Una leyenda relata que el destino está regido por Las Parcas: Cloto, sostiene la madeja del tiempo, Laquesis trenza sus hilos de colores y, la cruel, Átropos, cuando se aburre, alarga su tijera y corta el de la vida.
Pueden ir, simultáneamente, del mundo visible al inteligible, porque tienen espejos universales para ver ausencias y recuerdos, buscar las sombras de lo que fuimos y guardar nuestros secretos en el viejo baúl del alma.
Hacen calle de honor al viento que corre por los árboles, conversan entre ellas y nos van asignando espacios, comienzos y finales, y definen la distancia a esa estrella única -e íntima- a la cual volveremos un día.
Y atisban los sueños, los triunfos, los fracasos, lo que nos distingue para bien, o para mal, y, así, deciden nuestra longevidad, con su ancestral costumbre de no decir nada, sino obrar con la autoridad elemental de la omnipotencia.
Están en vigilia eterna y, a pesar de Átropos, las otras nos enseñan las causas espirituales de todo, escritas y selladas en un pergamino que anuncia a los peregrinos si caminan -o no- un poco más por su imperio.

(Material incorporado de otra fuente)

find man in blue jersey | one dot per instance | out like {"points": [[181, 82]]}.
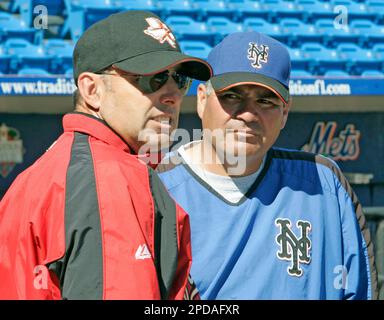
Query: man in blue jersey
{"points": [[267, 223]]}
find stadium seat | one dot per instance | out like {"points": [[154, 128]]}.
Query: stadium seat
{"points": [[185, 28], [61, 52], [279, 9], [372, 73], [355, 10], [69, 72], [33, 72], [5, 61], [148, 5], [221, 27], [260, 25], [378, 50], [377, 8], [334, 73], [83, 13], [358, 59], [26, 55], [322, 59], [331, 35], [296, 73], [298, 32], [244, 9], [314, 10], [299, 60], [196, 48], [213, 8], [177, 7], [11, 27], [369, 32]]}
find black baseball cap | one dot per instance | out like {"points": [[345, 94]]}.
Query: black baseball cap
{"points": [[134, 41]]}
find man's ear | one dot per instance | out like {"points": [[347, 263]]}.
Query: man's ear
{"points": [[201, 99], [89, 87], [286, 109]]}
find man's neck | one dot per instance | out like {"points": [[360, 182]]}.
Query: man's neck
{"points": [[205, 155]]}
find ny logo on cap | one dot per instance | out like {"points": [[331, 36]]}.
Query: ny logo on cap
{"points": [[257, 54], [159, 31]]}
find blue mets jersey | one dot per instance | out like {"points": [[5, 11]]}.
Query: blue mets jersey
{"points": [[298, 233]]}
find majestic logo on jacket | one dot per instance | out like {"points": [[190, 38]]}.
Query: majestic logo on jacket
{"points": [[293, 249], [323, 141], [159, 31], [142, 252], [11, 149], [257, 54]]}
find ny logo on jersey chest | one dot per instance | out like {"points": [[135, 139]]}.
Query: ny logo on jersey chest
{"points": [[293, 249]]}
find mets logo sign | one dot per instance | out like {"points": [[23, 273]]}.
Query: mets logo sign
{"points": [[11, 149], [293, 249], [257, 54], [344, 147]]}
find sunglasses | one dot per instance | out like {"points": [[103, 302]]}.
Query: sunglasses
{"points": [[152, 83]]}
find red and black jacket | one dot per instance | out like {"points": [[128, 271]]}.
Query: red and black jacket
{"points": [[88, 220]]}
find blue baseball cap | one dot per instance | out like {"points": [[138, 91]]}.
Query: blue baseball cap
{"points": [[251, 58]]}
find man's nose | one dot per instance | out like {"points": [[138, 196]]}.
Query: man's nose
{"points": [[170, 93]]}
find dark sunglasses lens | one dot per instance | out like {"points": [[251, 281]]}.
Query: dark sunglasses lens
{"points": [[158, 80], [153, 83], [182, 81]]}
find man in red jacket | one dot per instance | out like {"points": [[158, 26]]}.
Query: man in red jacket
{"points": [[89, 220]]}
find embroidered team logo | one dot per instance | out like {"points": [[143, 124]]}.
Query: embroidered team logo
{"points": [[11, 149], [191, 292], [293, 249], [159, 31], [257, 54], [142, 252]]}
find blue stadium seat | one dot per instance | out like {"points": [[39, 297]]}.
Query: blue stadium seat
{"points": [[281, 9], [299, 32], [5, 61], [185, 28], [296, 73], [369, 32], [26, 55], [335, 73], [33, 72], [244, 9], [61, 52], [376, 7], [260, 25], [378, 50], [196, 48], [11, 27], [213, 8], [322, 59], [355, 10], [27, 7], [69, 72], [372, 73], [299, 60], [314, 10], [83, 13], [221, 27], [333, 36], [148, 5], [358, 59], [177, 7]]}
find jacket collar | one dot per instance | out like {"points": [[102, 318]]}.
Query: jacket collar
{"points": [[86, 123]]}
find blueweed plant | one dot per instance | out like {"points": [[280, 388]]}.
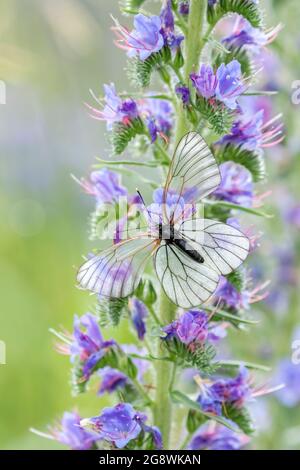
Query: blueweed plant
{"points": [[172, 388]]}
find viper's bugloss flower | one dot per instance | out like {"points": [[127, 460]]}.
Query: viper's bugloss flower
{"points": [[244, 35], [141, 364], [145, 39], [217, 437], [230, 83], [105, 186], [114, 108], [192, 328], [253, 133], [226, 85], [120, 425], [184, 8], [288, 374], [205, 81], [234, 391], [70, 433], [168, 26], [158, 115], [139, 313], [111, 380], [184, 93], [236, 184], [88, 345]]}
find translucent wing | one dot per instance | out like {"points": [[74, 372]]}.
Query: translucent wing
{"points": [[186, 282], [193, 172], [116, 272], [224, 248]]}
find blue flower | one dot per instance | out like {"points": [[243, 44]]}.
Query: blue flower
{"points": [[111, 380], [71, 434], [144, 39], [139, 313], [205, 81], [115, 109], [120, 425], [230, 84], [184, 93], [236, 185], [191, 327], [158, 115], [88, 344], [216, 437]]}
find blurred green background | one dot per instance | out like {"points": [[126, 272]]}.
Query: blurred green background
{"points": [[51, 53]]}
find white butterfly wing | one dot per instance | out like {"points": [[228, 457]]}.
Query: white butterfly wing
{"points": [[224, 248], [193, 171], [116, 272], [186, 282]]}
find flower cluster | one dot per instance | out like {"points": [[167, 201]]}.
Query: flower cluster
{"points": [[210, 92]]}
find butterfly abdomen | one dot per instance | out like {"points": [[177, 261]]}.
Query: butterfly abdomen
{"points": [[184, 246]]}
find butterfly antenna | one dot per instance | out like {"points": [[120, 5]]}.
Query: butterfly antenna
{"points": [[144, 204]]}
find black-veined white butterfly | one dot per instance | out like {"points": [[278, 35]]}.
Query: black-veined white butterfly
{"points": [[189, 255]]}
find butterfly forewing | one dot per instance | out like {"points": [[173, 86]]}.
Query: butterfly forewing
{"points": [[223, 247], [193, 172], [116, 272], [186, 282]]}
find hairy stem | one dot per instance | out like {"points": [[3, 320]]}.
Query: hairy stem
{"points": [[193, 46], [164, 369]]}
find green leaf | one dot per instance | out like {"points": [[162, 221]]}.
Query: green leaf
{"points": [[122, 134], [179, 397], [130, 7], [237, 207], [139, 71], [253, 161], [245, 8], [237, 279], [216, 114], [110, 311], [241, 55]]}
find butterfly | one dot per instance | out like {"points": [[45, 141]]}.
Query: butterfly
{"points": [[190, 254]]}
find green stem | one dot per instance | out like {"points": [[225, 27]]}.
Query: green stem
{"points": [[164, 370], [193, 46]]}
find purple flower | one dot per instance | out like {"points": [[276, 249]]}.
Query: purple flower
{"points": [[88, 344], [184, 93], [114, 110], [144, 40], [205, 81], [190, 328], [120, 425], [184, 8], [168, 26], [232, 391], [111, 380], [216, 437], [236, 184], [252, 133], [105, 186], [245, 35], [139, 313], [71, 434], [230, 84], [230, 297], [159, 117], [288, 374]]}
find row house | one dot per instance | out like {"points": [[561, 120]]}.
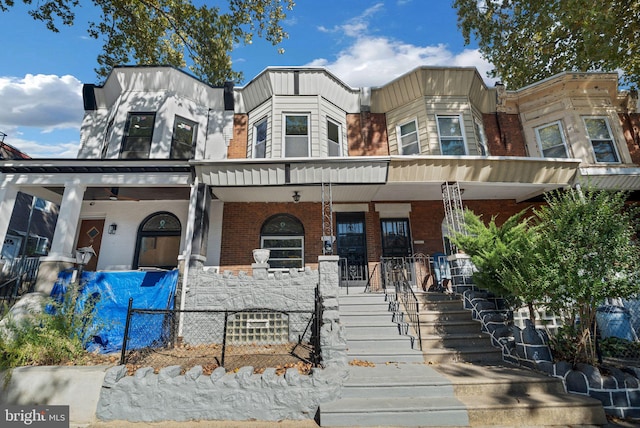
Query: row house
{"points": [[174, 172]]}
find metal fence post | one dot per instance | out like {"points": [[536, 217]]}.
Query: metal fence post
{"points": [[125, 339]]}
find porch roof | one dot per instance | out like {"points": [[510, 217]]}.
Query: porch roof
{"points": [[390, 178], [610, 177]]}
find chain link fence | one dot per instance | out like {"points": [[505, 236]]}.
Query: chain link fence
{"points": [[618, 325], [259, 338]]}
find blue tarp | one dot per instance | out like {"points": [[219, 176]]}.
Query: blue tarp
{"points": [[111, 291]]}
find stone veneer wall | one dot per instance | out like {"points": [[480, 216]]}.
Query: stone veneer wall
{"points": [[243, 395], [618, 390]]}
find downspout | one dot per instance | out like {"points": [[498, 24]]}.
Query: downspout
{"points": [[188, 248]]}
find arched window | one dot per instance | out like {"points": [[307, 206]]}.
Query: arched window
{"points": [[158, 242], [283, 234]]}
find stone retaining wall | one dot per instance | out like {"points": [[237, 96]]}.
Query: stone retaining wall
{"points": [[242, 395]]}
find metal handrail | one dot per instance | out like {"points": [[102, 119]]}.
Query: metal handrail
{"points": [[410, 303]]}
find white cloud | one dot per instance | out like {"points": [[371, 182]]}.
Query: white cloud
{"points": [[41, 101], [373, 61]]}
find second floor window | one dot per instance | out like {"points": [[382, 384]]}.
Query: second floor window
{"points": [[184, 133], [138, 133], [551, 140], [408, 138], [481, 138], [260, 139], [333, 138], [450, 134], [296, 136], [601, 139]]}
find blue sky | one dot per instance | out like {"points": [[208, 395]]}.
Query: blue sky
{"points": [[363, 42]]}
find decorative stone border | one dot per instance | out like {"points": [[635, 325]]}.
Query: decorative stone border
{"points": [[169, 396], [618, 390]]}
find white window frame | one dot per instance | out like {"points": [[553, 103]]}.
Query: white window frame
{"points": [[401, 136], [611, 138], [284, 132], [194, 135], [537, 130], [282, 238], [481, 137], [449, 138], [264, 121], [40, 204], [331, 142]]}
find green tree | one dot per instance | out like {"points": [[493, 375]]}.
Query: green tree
{"points": [[170, 32], [505, 256], [588, 254], [529, 40]]}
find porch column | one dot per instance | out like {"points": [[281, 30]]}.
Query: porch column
{"points": [[8, 196], [200, 226], [61, 256]]}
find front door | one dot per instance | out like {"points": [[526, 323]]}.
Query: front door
{"points": [[352, 246], [91, 234]]}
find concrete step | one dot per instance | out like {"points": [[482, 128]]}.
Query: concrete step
{"points": [[493, 394], [480, 354], [395, 412], [455, 340], [464, 325]]}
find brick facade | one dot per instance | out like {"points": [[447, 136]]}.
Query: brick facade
{"points": [[367, 134], [505, 136], [631, 129], [243, 221]]}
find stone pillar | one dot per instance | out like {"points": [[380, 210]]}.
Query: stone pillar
{"points": [[61, 256], [8, 195], [333, 342]]}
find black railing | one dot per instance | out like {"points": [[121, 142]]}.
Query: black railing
{"points": [[257, 337]]}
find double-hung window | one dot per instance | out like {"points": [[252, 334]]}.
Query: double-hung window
{"points": [[296, 135], [450, 135], [551, 140], [333, 138], [260, 139], [138, 133], [600, 136], [408, 138], [182, 142], [481, 138]]}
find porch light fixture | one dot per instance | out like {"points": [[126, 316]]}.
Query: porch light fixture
{"points": [[84, 254]]}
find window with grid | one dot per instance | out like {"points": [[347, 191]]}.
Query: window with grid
{"points": [[333, 138], [450, 135], [600, 136], [283, 235], [551, 140], [409, 143], [296, 136], [183, 140], [258, 327], [260, 139], [481, 138], [138, 133]]}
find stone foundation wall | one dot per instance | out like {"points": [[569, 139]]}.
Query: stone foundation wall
{"points": [[170, 396]]}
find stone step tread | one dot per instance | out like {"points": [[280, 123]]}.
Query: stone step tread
{"points": [[393, 405]]}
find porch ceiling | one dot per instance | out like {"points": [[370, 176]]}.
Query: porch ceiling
{"points": [[614, 178], [406, 178]]}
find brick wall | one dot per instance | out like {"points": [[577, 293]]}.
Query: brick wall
{"points": [[505, 136], [242, 223], [631, 128], [367, 134], [238, 144]]}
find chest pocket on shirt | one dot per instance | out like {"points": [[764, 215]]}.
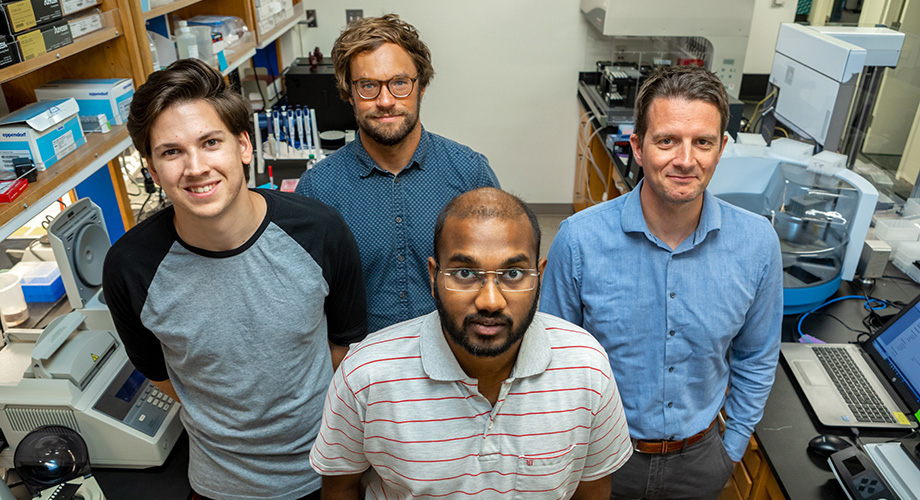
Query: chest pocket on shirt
{"points": [[546, 475]]}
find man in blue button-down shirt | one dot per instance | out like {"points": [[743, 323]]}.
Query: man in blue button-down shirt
{"points": [[683, 290], [391, 182]]}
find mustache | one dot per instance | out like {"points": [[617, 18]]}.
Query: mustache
{"points": [[488, 319], [392, 112]]}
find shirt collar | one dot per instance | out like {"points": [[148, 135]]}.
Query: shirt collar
{"points": [[368, 165], [633, 221], [440, 363]]}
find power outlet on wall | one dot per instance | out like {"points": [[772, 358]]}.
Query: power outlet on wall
{"points": [[353, 15]]}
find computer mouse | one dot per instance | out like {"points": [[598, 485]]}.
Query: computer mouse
{"points": [[826, 445]]}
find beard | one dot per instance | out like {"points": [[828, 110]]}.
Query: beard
{"points": [[385, 135], [463, 336]]}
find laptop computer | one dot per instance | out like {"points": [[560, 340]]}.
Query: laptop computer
{"points": [[875, 384]]}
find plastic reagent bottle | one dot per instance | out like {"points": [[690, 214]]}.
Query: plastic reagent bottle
{"points": [[186, 43]]}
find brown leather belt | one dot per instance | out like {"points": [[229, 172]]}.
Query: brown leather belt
{"points": [[662, 447]]}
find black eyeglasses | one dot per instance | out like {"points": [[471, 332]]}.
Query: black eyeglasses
{"points": [[399, 87]]}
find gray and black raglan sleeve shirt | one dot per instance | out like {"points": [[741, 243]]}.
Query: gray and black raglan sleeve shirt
{"points": [[243, 336]]}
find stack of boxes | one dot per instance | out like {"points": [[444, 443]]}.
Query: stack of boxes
{"points": [[271, 13], [46, 131], [902, 236], [29, 28]]}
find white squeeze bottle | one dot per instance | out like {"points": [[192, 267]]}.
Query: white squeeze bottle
{"points": [[186, 42]]}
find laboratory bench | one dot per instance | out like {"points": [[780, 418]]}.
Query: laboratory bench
{"points": [[788, 422]]}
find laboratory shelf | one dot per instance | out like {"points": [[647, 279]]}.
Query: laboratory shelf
{"points": [[61, 177], [266, 39], [245, 51], [112, 28], [170, 7]]}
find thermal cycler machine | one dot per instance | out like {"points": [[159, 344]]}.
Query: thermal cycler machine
{"points": [[81, 378], [76, 372]]}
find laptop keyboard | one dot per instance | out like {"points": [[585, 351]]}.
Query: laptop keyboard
{"points": [[864, 403]]}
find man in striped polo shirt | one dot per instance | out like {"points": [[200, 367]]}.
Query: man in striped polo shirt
{"points": [[484, 397]]}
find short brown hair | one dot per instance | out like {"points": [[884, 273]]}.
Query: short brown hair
{"points": [[183, 81], [691, 83], [365, 35]]}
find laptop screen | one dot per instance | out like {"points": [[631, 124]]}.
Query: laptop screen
{"points": [[898, 347]]}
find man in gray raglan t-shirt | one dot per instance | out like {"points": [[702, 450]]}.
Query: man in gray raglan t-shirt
{"points": [[238, 303]]}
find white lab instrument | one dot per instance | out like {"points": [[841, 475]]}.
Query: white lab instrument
{"points": [[717, 30], [80, 241], [81, 378], [820, 213], [815, 71], [76, 372]]}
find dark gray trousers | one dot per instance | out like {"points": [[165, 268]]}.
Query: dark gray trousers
{"points": [[699, 471]]}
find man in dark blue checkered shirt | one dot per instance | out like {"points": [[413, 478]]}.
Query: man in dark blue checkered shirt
{"points": [[391, 182]]}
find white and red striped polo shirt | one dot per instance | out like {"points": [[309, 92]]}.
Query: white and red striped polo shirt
{"points": [[400, 405]]}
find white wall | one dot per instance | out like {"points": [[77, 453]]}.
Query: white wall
{"points": [[525, 57], [505, 80], [764, 28]]}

A veces fingen tener sueño para distraernos o se divierten con los colores que va enhebrando Cloto, con la paciencia de Laquesis al bordar y, sobre todo, con la sorpresa que va a dar Átropos, desde su tristeza.
Es el espectáculo del destino al descorrer un velo de soles y de lunas para mirar el horizonte azul, con esa reverencia que lo inspira a imaginarse, a sí mismo, como un sembrador de hazañas en el corazón de los humanos.